Türkiye sekülerleşiyor mu dindarlaşıyor mu? Bazı sosyal bilimcilere ve seküler ideoloji mensuplarına göre hızla dindarlaşıyoruz ya da toplum dini değerlere göre dizayn edilmeye doğru hızla savruluyor. Ancak başka sosyal bilimciler öyle söylemiyor. Onların ellerindeki veriler, dini kodların kadın-erkek ilişkilerinde, güncel hayatta giderek etkisini yitirdiğini gösteriyor. Sosyal Bilimci Volkan Ertit’le Türkiye’nin seküleşme olgusunun boyutlarını konuştuk.
MUHAFAZAKÂRLAR GELENEKSEL DEĞERLERİN GİDEREK SİLİKLEŞTİĞİNİN FARKINDA
Altı baskı yapan kitabınızın
başlığı Endişeli Muhafazakârlar Çağı. Neden böyle bir başlık tercih ettiniz?

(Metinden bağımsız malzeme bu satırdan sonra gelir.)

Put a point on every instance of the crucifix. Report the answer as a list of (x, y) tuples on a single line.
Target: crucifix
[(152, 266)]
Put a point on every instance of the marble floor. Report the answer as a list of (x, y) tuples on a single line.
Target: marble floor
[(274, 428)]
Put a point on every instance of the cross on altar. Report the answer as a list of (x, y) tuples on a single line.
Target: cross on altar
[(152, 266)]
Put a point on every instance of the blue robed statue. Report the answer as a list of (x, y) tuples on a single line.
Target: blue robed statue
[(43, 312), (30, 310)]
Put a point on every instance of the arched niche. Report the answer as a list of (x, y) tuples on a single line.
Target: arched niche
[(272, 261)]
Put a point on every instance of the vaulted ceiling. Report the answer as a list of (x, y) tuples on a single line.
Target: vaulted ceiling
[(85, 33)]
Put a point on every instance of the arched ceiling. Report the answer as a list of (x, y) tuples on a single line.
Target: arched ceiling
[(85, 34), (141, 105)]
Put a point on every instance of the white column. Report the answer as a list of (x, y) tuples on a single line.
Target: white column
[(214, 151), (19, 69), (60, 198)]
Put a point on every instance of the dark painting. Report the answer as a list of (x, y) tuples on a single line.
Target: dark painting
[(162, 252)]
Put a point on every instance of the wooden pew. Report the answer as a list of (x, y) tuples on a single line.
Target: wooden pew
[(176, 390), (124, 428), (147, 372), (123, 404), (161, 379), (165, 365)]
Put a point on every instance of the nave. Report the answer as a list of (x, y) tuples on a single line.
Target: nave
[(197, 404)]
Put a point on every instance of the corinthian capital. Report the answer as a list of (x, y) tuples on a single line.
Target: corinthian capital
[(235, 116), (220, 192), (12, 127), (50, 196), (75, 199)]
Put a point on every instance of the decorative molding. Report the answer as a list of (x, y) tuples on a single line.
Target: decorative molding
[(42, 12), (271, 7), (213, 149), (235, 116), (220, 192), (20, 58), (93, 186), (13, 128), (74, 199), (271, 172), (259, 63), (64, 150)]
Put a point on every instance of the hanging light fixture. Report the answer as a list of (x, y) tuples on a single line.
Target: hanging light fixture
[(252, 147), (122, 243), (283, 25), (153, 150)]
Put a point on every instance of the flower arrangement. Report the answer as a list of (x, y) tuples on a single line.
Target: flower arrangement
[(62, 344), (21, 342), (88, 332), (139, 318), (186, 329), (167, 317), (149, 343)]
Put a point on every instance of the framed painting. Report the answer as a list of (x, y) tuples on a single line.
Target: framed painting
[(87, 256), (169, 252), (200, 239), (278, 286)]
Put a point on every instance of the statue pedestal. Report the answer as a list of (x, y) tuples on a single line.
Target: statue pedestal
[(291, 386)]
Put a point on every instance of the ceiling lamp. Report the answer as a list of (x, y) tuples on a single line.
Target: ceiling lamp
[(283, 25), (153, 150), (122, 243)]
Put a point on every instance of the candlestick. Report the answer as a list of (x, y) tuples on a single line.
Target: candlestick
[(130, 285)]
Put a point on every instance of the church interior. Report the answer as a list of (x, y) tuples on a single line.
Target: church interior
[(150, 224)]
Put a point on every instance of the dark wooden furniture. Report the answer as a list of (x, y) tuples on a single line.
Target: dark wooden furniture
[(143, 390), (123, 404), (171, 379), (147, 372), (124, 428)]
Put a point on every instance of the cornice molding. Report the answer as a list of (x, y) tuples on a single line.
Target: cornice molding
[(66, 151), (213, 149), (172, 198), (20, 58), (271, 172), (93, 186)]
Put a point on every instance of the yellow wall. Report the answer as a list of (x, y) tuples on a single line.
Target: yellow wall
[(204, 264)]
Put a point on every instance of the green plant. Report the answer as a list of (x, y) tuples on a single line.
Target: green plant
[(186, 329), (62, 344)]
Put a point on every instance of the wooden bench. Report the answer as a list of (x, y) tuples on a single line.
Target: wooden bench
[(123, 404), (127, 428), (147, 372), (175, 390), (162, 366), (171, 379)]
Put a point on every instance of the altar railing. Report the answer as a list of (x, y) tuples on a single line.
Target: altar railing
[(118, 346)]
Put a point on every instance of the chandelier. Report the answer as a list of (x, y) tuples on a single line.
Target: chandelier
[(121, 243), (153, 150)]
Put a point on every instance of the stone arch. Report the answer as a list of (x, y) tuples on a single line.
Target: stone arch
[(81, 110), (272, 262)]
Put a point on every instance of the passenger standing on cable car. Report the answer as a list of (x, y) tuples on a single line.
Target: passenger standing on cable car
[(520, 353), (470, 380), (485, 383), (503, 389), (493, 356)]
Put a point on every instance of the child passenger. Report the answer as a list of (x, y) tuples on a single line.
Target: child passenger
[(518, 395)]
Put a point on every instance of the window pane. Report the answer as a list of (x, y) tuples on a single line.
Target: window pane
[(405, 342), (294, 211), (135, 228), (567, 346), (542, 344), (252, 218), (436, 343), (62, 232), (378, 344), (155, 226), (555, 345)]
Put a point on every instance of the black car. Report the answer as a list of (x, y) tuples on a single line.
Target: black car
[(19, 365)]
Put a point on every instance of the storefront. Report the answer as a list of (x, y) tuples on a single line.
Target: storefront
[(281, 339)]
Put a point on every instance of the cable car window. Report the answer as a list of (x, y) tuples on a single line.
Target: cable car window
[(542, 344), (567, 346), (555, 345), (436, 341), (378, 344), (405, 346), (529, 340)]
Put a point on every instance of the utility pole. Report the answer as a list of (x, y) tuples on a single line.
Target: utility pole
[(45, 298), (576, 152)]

Muhafazakârlar sizce neden endişeli?
Çünkü muhafazakârlar “muhafaza”
etmek istedikleri değerlerin, inançların ve bunların gündelik hayata yansıyan
davranış kalıplarının gün geçtikçe toplumsal hayatta silikleştiğinin
farkındalar. Modernleşme nedeni ile geleneksel ailevi değerler, kadın-erkek
ilişkileri, kıyafet kodları ve benzer öğelerde yaşanan dönüşümler
muhafazakârların arzu ettiği dönüşümler değildi. Bununla beraber mal/mülk
hırsı-statü kaygısı gibi dünyevi arzuların uhrevi kaygıların önüne geçmesi de
bu endişeyi arttıran sebeplerden biri.
Sekülerleşme denince ne
anlamalıyız? Siz neden yeni bir tanım koydunuz ortaya?
Yeni bir tanıma ihtiyaç duymamın iki temel
sebebi vardı. Birincisi İslam’a özcü yaklaşan, yani gerçek İslam’ın ne olduğunu
bildiğini iddia eden Türkiyeli akademisyenlerin bana gösterdiği tepkiler.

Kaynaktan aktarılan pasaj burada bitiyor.